Susannah le regarda et un sourire éclaira sa paupière où ses larmes achevaient de se sécher.

— Vous m’aimerez, dit-elle ; oh ! vous m’aimerez !… je le sens ; je le sais… votre voix me le dit, malgré vos paroles.

Brian ne répondit pas tout de suite ; il se complut un instant dans la contemplation de cette admirable créature qu’il pouvait faire sienne d’un mot ; il but à longs traits la passion qui jaillissait des yeux demi-clos de Susannah ; il fut vaincu.

— Oui ; je vous aimerai, dit-il enfin d’une voix basse et profonde ; je vous donnerai de moi tout ce que je puis donner, madame… Bien des personnes sages me croient fou, et moi-même, parfois, je ne sais trop que penser… Attendez !!!

Brian prononça ce mot d’un ton sec. Son œil, qui naguère s’attachait, passionné, sur le beau visage de Susannah, lança vers le fond de la salle un éclair plein d’amertume et de colère.

Il venait d’apercevoir dans une loge de face la figure somnolente et ennuyée de son frère le comte de White-Manor.

— Madame, reprit-il en faisant effort pour reprendre son masque de froideur, — si vous m’aimez encore dans dix minutes, je vous aimerai, moi, toute ma vie.

Il se leva et sortit précipitamment, laissant Susannah stupéfaite.
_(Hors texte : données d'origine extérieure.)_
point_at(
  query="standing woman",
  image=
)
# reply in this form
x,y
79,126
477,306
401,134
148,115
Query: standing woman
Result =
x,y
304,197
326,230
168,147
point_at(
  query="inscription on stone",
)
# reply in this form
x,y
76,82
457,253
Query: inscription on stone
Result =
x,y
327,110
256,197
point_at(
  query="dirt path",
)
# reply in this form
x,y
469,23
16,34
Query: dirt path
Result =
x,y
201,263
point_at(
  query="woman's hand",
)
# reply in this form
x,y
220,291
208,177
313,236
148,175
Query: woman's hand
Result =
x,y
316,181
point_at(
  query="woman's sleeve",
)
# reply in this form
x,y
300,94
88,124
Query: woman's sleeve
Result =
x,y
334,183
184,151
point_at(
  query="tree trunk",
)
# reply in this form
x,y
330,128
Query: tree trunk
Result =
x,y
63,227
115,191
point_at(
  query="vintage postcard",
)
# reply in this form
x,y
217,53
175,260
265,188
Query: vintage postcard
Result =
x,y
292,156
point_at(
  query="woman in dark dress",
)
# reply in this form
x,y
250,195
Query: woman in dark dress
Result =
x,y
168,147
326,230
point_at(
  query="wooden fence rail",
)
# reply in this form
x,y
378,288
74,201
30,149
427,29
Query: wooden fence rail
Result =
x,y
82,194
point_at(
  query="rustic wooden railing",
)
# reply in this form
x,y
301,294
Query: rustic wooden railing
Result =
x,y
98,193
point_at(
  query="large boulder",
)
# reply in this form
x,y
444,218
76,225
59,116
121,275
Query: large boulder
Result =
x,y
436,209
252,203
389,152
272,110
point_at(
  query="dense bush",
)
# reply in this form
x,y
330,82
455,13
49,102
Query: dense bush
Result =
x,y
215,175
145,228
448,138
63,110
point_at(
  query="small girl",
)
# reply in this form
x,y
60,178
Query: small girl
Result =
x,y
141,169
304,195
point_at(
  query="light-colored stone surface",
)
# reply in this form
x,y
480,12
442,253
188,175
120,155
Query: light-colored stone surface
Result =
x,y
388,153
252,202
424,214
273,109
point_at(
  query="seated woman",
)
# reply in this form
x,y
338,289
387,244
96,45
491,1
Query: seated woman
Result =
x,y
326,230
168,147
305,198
Lady Ophelia, la charmante femme, n’eût garde de remarquer cet incident, et donna son attention entière au finale du deuxième acte que l’on chantait en ce moment.

Brian de Lancester, cependant, descendit quatre à quatre les escaliers, et ne s’arrêta que dans la rue.

— Johnny, cria-t-il.

Le cab qui l’avait amené stationnait à peu de distance. Un homme en descendit.

— Ma boîte et ma veste, Johnny ! reprit Brian qui se dépouilla prestement de son élégant frac noir, en s’avançant vers le cab.

Johnny retira de la voiture une veste de garçon de taverne et un tablier blanc, comme en portent les gens de service des foyers de théâtre. Brian de Lancester revêtit la veste, ceignit le tablier, prit sous son bras une boîte plate et carrée que lui tendait Johnny, et remonta, toujours courant, les degrés de Covent-Garden.